The knowledge acquisition methods are devoted to intelligent processing of artifacts generated within a domain of software development, especially source codes, documentation, but also “side products” of the developer activity such as notes or web search logs (generated by developers when they search for online help). The important result of this processing is resource metadata layer, having a form of information tags that serve as input for other methods.
Considering metadata creation, we rely on several approaches. For describing individual source code entities, we devised methods for source code marking, tier detection and authorship detection. Other automated methods are devoted to identify similarities between the code entities (useable especially for recommendation) based on abstract syntax trees and on document segmentation. Using a crowd-based method, we also interconnect metadata-layer entities.

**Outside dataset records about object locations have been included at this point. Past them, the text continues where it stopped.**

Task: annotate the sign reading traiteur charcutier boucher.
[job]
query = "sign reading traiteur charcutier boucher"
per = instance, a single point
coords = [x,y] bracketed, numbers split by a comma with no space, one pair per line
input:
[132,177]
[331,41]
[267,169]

Equally important as the metadata creation is the metadata maintenance. In the context of software project, this is a permanent as well as non-trivial process. Because the software artifacts, such as source codes, change over time (and can change at very high rates), the metadata describing them must be either updated or discarded as quickly as possible (ideally upon each commit). Yet, a brute force re-creation of the information tags is not possible (due to limited time and manpower resources) and so intelligent methods had to be developed to perform the upkeep in less resource-consuming manner. To do so, we followed two approaches: the automated one, which detects possibly invalid metadata by analyzing micro-changes of the resource and the crowd-based one that uses manpower of a crowd of currently available developers to perform the validation tasks in cases that are marked as “uncertain” by automated approaches.
Finally, an end user, search-in-source-codes functionality is provided by a method that consider code fragment popularity as a main result ranking approach.
It is worth to note that presented approaches might be based apart from actual representation of various domain artifacts also on data of their usage or processing. However, they do not consider any explicit user model of an individual, which is the reason why they are presented here.